蝶蝶恋恋

田所米子

序 完璧

 気だるく揺れる蓮の花が、碧の水面を紅に染めている。ふっくらとした指を伸ばした女は、しかしはたと動きを止めた。愛しいあの人はもういないのに、恋心を表す蓮など摘んで何になろう。霜と雪に覆われても色を変えぬ松柏になれもしなかった身で。

 碧の鏡に映る女の頬に涙が伝う。紅の涙を流すのは、これで何度目になるのだろう。あの人はもういないのに、装いをこらさねばならぬ虚しさに胸を締め付けられるのは。

 季節の花々に満ちた苑をそぞろ歩きすると、柘榴の花の朱がいつも視界の端にちらつく。華やかな八重の花で人々の目を楽しませはするが、実を付けぬこの樹を植えたのは誰なのか。一つの実に多くの種子を宿す柘榴は本来、多子多福の表れであるものを。

 花嫁を迎える前、夫となる者は妻となる者に柘榴を贈る。古の風俗が脳裏に過るや否や、女は己の下腹に手を置かずにはいられなかった。

 ――まるで、優玉ゆうぎょくさまの子を産むことも許されなかった、わたしを嘲笑っているかのよう。 

 ひたすらに小さな足を進めると、憎らしい花と同じ色の裙に刺繍された、金の翡翠かわせみが震えた。夫婦和合を暗示する鳥の意匠を、あの人ではない男のために纏う罪深さには、未だに慣れない。生涯、慣れることはないのだろう。

 魂。あるいは蝶となってふわふわと禁中の園で物思いに耽っていると、あの人が自分を呼んでくれそうな気がしてならなかった。男にしては高い、けれども落ち着いた声で。満開の桃の花よりも麗しい面をほころばせながら。僕の蝶々、と。


 互いの父が決めた幼少のみぎりからの許嫁が、窈児ようじを蝶々と呼びだしたのは、いつの頃からだっただろう。

 初めて会った日から、窈児は優玉に恋をしていた。幸運にも、優玉も窈児を慈しんでくれた。後宮を彩る万の花々を色褪せさせ、先の帝の寵愛を一身に受けたという、叔母譲りの美貌の彼の足元にも及ばぬ見目の己を。

 幼き日の窈児が韻もろくに踏んでいない詩を贈れば、彼は必ず想いを返してくれた。このような才女を妻に迎えられる僕は幸せだ。あなたを妻と呼べる日が待ち遠しい、とはにかみながら。同い年のはずの彼は、窈児の兄よりもよほど大人びていた。

 箏も、舞も、全ては彼のためだけに研鑽を重ねた。初めて会った時からずっと、窈児の目には彼以外の男など、影すらも映ってはいなかった。長じて優雅な青年となった彼に妻として抱きしめられる夜を、窈児はどれほど夢想しただろう。彼の愛を受け、彼の子を宿し、彼の子を育む。未だ夢に見る幸福な時は、永遠に現実にはならないのだけれど。

 涼やかな風が、芳しい蓮の香りを懊悩する女に届ける。最後まで誠実だった彼との誓を破った罪を忘れてはならぬとばかりに。

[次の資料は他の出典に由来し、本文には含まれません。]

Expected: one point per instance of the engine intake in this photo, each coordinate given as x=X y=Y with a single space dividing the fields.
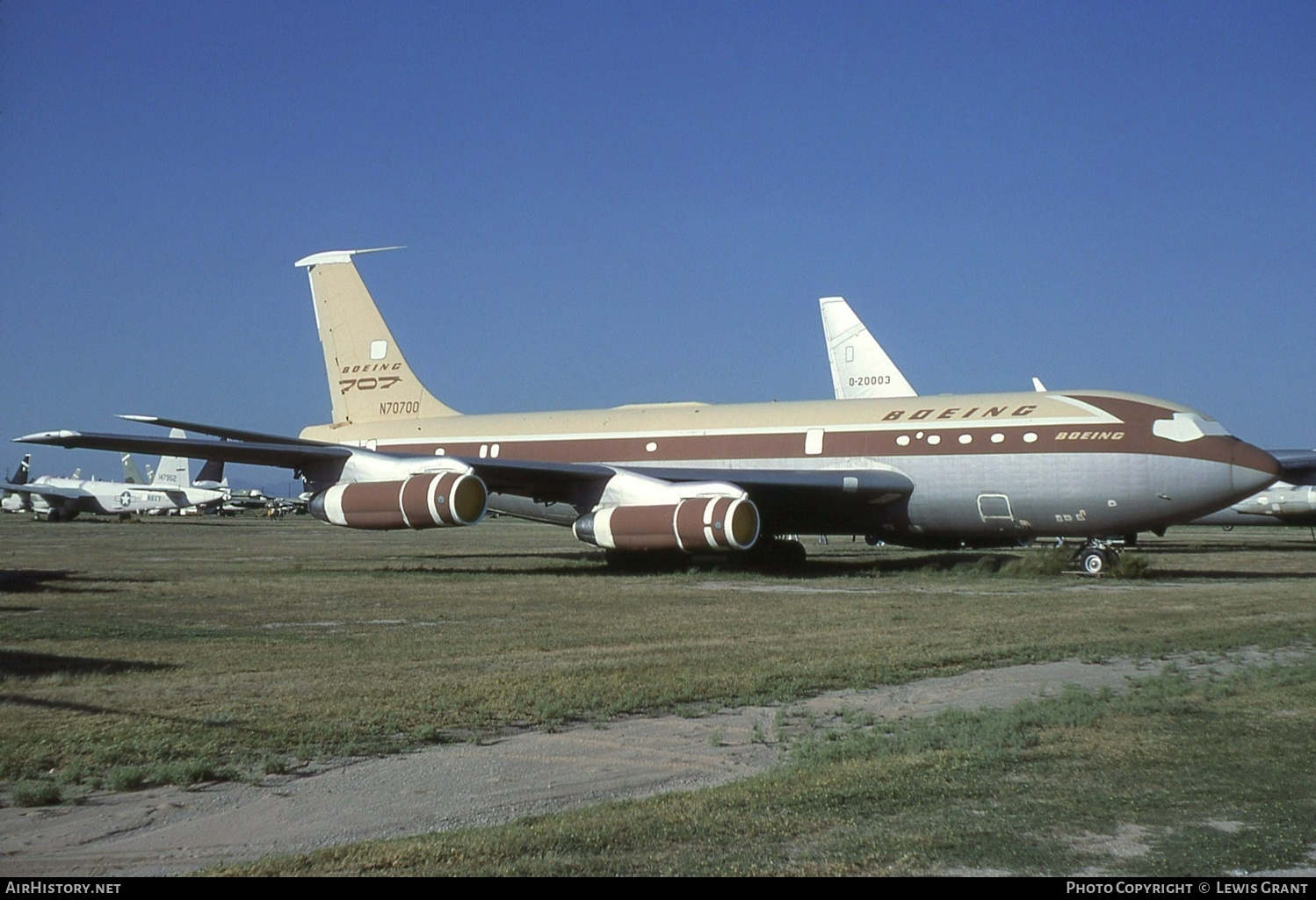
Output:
x=695 y=525
x=440 y=500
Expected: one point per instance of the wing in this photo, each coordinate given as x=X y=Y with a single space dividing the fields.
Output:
x=49 y=491
x=287 y=453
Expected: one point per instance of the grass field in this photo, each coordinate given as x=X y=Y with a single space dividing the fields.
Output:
x=183 y=651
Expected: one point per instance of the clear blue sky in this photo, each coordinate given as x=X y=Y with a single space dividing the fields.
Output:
x=612 y=203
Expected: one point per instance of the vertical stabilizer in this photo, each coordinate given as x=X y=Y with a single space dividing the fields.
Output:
x=172 y=472
x=859 y=366
x=212 y=472
x=132 y=474
x=369 y=378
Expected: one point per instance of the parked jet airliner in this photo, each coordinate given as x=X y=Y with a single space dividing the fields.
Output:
x=922 y=472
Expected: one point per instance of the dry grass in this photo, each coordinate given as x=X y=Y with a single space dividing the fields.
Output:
x=214 y=646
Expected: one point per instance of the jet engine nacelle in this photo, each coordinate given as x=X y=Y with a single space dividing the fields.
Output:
x=694 y=525
x=437 y=500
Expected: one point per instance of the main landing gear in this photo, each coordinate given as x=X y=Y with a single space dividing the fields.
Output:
x=1098 y=556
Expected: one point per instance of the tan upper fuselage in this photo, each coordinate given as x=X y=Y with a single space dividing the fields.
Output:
x=739 y=433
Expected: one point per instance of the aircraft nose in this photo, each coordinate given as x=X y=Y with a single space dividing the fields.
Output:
x=1253 y=469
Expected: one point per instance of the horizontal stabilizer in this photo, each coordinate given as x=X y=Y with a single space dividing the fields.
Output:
x=1299 y=466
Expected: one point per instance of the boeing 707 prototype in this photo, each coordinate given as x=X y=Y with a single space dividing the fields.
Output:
x=953 y=470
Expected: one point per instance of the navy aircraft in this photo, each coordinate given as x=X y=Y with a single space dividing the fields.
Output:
x=63 y=499
x=953 y=470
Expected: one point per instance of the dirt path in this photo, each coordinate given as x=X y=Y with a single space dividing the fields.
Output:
x=170 y=829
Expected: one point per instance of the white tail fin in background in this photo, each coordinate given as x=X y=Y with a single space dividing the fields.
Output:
x=172 y=472
x=859 y=366
x=369 y=378
x=132 y=474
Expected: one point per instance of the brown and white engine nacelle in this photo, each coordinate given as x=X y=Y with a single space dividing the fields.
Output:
x=694 y=525
x=437 y=500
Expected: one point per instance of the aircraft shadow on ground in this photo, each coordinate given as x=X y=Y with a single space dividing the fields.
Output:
x=16 y=664
x=23 y=580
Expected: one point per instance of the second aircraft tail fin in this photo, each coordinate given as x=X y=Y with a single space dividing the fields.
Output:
x=172 y=472
x=859 y=366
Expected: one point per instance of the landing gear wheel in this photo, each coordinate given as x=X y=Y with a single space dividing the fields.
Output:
x=1094 y=562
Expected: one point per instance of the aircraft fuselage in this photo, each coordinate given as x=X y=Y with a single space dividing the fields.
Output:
x=986 y=469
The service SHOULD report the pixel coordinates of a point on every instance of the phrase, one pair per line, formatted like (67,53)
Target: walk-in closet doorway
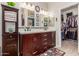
(69,28)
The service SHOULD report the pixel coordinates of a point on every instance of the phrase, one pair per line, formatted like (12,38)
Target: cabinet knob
(45,34)
(34,39)
(44,39)
(45,43)
(35,52)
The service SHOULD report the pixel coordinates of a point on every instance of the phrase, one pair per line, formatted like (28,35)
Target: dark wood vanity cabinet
(36,43)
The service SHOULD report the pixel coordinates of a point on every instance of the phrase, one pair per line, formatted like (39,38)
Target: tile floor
(70,47)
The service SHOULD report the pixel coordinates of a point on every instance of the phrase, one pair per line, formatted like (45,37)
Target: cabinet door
(27,45)
(51,39)
(36,44)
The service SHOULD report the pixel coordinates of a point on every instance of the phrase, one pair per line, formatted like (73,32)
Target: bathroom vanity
(32,44)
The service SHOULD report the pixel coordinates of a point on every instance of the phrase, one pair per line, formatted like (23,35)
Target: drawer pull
(34,39)
(45,43)
(44,39)
(45,47)
(35,52)
(45,34)
(5,53)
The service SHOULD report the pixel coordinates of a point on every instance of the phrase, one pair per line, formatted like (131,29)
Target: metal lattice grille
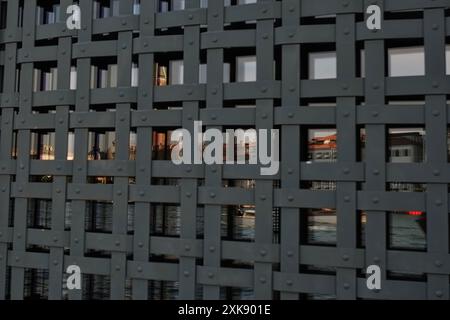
(141,227)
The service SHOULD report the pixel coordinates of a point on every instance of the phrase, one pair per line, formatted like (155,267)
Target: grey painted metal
(278,269)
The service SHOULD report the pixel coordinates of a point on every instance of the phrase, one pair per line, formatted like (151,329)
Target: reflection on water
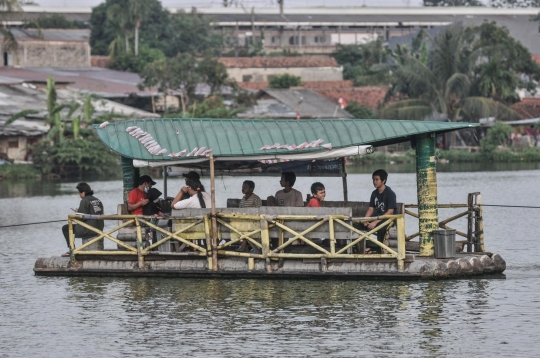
(159,317)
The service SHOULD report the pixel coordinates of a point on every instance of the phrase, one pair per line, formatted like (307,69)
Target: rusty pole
(214,212)
(426,181)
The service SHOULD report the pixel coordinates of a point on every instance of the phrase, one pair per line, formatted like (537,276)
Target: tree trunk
(137,25)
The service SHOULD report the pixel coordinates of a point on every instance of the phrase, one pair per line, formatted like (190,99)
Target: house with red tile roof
(260,69)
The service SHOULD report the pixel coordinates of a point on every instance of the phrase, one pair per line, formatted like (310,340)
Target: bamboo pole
(480,224)
(401,243)
(470,222)
(440,206)
(139,245)
(207,227)
(332,236)
(71,241)
(426,180)
(214,212)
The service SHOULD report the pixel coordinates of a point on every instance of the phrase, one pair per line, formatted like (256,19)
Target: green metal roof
(241,137)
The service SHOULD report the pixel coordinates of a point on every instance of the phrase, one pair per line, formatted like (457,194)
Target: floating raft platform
(159,265)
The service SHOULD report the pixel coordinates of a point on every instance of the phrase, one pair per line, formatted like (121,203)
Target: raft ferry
(287,242)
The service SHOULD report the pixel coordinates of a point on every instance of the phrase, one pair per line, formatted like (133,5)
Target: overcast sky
(247,3)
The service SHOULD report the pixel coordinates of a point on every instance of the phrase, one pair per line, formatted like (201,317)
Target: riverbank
(529,155)
(19,171)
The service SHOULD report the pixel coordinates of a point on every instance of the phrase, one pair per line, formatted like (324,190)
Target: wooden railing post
(207,228)
(71,241)
(470,220)
(332,235)
(401,242)
(479,225)
(139,244)
(265,242)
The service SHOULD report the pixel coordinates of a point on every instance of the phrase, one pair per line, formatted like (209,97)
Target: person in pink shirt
(318,193)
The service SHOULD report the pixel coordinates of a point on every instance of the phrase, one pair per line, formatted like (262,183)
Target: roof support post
(130,176)
(214,211)
(165,174)
(344,181)
(426,180)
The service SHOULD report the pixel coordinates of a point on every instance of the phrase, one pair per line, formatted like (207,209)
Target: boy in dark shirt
(382,202)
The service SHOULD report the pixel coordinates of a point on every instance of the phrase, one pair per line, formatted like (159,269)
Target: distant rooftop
(51,34)
(278,61)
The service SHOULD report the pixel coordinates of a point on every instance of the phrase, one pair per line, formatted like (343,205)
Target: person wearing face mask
(89,205)
(138,196)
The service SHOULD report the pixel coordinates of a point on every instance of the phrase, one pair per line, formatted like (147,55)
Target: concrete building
(281,103)
(48,48)
(317,30)
(262,69)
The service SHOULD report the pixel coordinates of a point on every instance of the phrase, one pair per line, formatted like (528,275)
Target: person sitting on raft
(318,193)
(198,198)
(137,197)
(89,205)
(288,196)
(382,202)
(249,200)
(188,176)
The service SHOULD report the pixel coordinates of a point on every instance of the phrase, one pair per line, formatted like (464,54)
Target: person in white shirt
(198,198)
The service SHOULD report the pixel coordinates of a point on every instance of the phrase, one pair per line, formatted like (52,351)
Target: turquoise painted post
(130,176)
(426,181)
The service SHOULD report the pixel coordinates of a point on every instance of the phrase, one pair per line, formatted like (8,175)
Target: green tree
(506,64)
(119,19)
(213,73)
(6,7)
(129,62)
(183,77)
(71,148)
(365,64)
(284,81)
(497,136)
(444,84)
(139,11)
(191,33)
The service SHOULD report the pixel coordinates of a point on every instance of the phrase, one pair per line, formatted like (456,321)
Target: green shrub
(284,81)
(131,63)
(18,171)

 眉を曇らせつつ胸元を探ると、香嚢においぶくろが一つ。

 一言一句をよどみなく諳んじられるとはいえ、窈児は彼から贈られた文の数々を生家に置いてきた。置いてこざるを得なかった。半身を引きちぎられる思いで入った後宮に、唯一持ち込めた思い出の品は、まさしく己そのものだった。つたない蝶と蓮の刺繍も、既に失せた香りも、何もかも。

 寄り添う二頭の蝶にも、蓮にも、夫婦和合の願いが込められている。それぞれ蝶を一頭刺繍した、稚拙な作りの匂い袋を二つ並べて差し出した己の意図を、あの人はきちんと汲んでくれたのだった。あの時の窈児は真っ赤にした顔を俯かせ、ただただ無言で突っ立っていたのに。

 ――僕たちも早くこの蝶々のようになりましょうね。

 柔らかな囁きに誘われてようよう面を上げると、広がっていたのは仙女も羨む微笑であった。

 愛の証は、定情の信物はここにあるのに、あの人がわたしの隣にいないのはなぜなのだろう。

 誰にも。優玉を窈児から奪った天からも見えぬように、彼と己の想いを掌で包む。熱い目を閉ざすと、あの日の彼の、幸福そのもののかんばせが眼裏まなうらに浮かび上がった。

 互いの父母の目を盗んではこっそり己を訪れてくれた彼の笑みを。囁きを、交わした約束を、完璧だった日々を、窈児は決して忘れない。この命が尽きるまで、ずっと。